NTA staff is closely watching the impending situation with Iraq and threats of terrorist activity. Undoubtedly you are experiencing client apprehension regarding future travel, and these fears are fueled by media stories. Therefore, it is critical for us in the industry to not get caught up in the hype. Although we cannot make an absolute guarantee of safety, we must be a voice of reason for travelers. Following are points you may want to share with your clients or use this information if you do receive media calls:
Recall the 1991 Gulf War experience. Following the Gulf War, travel and tourism did seriously decline due to the perceived threats to Americans, particularly those traveling abroad, but there was no retaliation against those Americans traveling domestically or overseas.
Travel-related security has increased significantly. With the creation of the Transportation Security Administration’s guidelines, see their Web site at TSA.gov, reports of security breaches at U.S. airports have largely dissipated. Bags are being more thoroughly screened, cockpit doors have been reinforced, sky marshals are actively patrolling our skies and airline passengers are paying greater attention to suspicious behavior as never before.

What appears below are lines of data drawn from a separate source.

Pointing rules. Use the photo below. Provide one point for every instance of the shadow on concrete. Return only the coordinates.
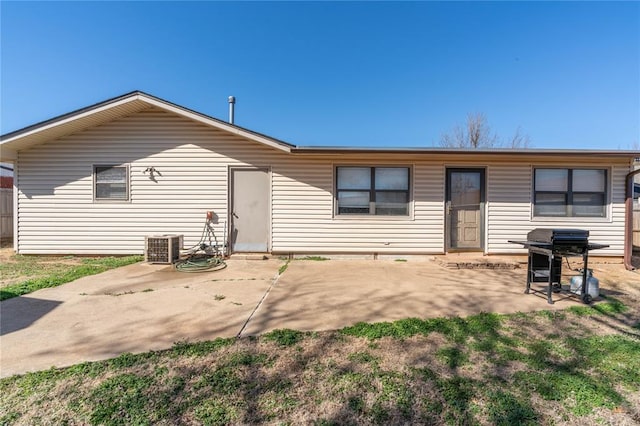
(21, 312)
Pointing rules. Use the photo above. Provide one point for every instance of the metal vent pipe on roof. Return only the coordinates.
(232, 102)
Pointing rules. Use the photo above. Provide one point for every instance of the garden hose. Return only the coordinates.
(200, 263)
(205, 255)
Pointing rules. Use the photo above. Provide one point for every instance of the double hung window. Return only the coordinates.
(111, 183)
(381, 191)
(570, 192)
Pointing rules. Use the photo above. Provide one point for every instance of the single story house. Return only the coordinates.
(98, 180)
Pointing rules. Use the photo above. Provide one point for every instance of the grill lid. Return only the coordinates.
(548, 235)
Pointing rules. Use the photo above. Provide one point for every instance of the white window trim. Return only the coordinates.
(372, 217)
(111, 200)
(608, 218)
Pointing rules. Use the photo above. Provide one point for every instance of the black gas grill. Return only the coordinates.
(547, 247)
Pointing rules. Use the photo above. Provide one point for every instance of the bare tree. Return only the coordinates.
(519, 141)
(476, 133)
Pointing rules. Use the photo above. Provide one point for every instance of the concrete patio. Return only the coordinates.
(145, 307)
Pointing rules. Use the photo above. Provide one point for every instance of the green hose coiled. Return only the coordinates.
(200, 263)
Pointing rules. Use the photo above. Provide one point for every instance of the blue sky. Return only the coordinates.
(338, 73)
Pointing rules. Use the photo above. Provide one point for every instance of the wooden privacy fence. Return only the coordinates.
(6, 213)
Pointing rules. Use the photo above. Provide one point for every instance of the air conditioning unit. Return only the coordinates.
(162, 248)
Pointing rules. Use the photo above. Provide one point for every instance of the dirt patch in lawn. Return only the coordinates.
(15, 268)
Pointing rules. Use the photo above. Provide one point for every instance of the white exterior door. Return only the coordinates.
(250, 210)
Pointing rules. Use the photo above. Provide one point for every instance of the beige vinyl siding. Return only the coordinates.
(56, 206)
(509, 196)
(58, 213)
(304, 220)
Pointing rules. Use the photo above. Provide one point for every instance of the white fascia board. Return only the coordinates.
(66, 120)
(217, 124)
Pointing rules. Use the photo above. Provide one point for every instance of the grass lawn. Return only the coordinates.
(578, 366)
(25, 274)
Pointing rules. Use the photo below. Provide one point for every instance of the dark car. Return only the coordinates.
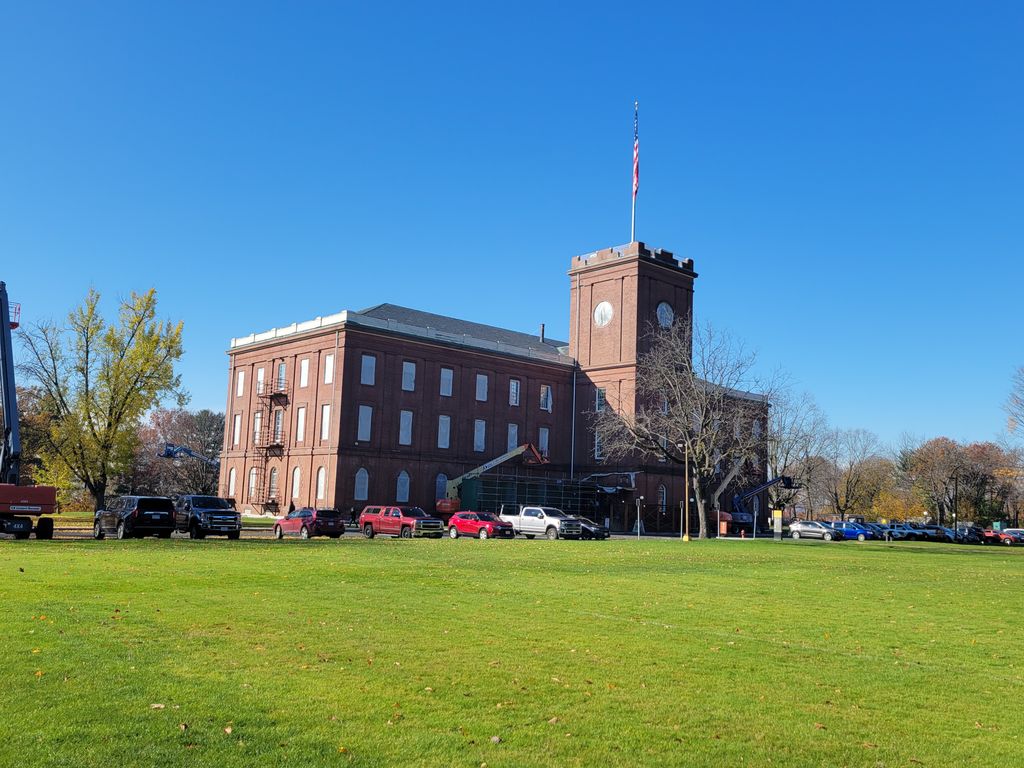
(206, 515)
(590, 529)
(135, 516)
(307, 522)
(814, 529)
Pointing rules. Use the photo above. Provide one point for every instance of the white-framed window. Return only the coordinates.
(404, 427)
(368, 370)
(443, 431)
(300, 424)
(401, 487)
(409, 376)
(321, 483)
(366, 422)
(361, 484)
(326, 422)
(546, 397)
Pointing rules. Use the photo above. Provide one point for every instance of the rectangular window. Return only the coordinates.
(326, 422)
(366, 422)
(300, 424)
(409, 377)
(546, 397)
(443, 431)
(406, 428)
(368, 374)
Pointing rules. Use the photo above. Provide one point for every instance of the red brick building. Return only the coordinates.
(387, 403)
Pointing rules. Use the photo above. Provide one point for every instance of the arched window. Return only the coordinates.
(361, 485)
(401, 487)
(321, 482)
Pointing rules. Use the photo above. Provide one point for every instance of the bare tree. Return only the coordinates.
(692, 402)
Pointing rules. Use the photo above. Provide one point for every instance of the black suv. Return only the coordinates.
(135, 516)
(206, 515)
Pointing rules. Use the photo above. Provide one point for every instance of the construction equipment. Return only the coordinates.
(173, 451)
(452, 503)
(17, 503)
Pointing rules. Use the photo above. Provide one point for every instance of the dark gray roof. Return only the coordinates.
(458, 327)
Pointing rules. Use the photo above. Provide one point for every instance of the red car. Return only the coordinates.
(307, 522)
(402, 521)
(480, 524)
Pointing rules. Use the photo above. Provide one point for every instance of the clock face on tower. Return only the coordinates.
(602, 314)
(665, 314)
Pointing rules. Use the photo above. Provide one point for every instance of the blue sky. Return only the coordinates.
(847, 177)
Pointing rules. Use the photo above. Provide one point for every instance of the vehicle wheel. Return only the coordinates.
(44, 528)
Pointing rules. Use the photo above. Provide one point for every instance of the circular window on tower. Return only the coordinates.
(602, 314)
(665, 314)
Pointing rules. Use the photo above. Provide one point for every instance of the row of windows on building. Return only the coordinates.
(368, 377)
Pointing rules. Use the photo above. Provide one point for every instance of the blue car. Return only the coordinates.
(854, 530)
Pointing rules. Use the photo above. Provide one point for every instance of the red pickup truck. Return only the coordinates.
(407, 522)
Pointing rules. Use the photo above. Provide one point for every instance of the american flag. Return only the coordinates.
(636, 148)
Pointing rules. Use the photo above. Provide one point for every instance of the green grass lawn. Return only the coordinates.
(390, 652)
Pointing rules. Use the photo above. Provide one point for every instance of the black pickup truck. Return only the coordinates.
(201, 516)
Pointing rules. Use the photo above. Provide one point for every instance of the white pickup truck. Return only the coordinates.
(546, 521)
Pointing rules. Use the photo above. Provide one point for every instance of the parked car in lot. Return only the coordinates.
(201, 516)
(591, 529)
(479, 524)
(814, 529)
(135, 516)
(407, 522)
(856, 530)
(307, 522)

Travel-related hassles have decreased significantly. Immediately following Sept. 11, news reports consistently cited long airport security lines causing many travelers to either drive to alternate short-haul destinations or not travel at all. Unfortunately, the media has not followed these negative stories with the new positive reality: the travel industry has worked to educate travelers how to be better prepared once they arrive at the airport so they can more quickly get through screening checkpoints.
The U.S. Department of State provides common sense advice. Although most highly visited international destinations remain free of specific State Department Travel Warnings, on Feb. 6 they once again issued a Worldwide Caution reminding U.S. citizens to remain vigilant due to the heightened threat of terrorist activity that may target civilians. Stay abreast of what the State Department is advising travelers for each international destination so you can share this information with your customers. See Travel.state.gov.
NTA will be promoting our affirmative message to the media, and we will be making appropriate points to Congressman, especially during the upcoming Grassroots Symposium, March 3-5.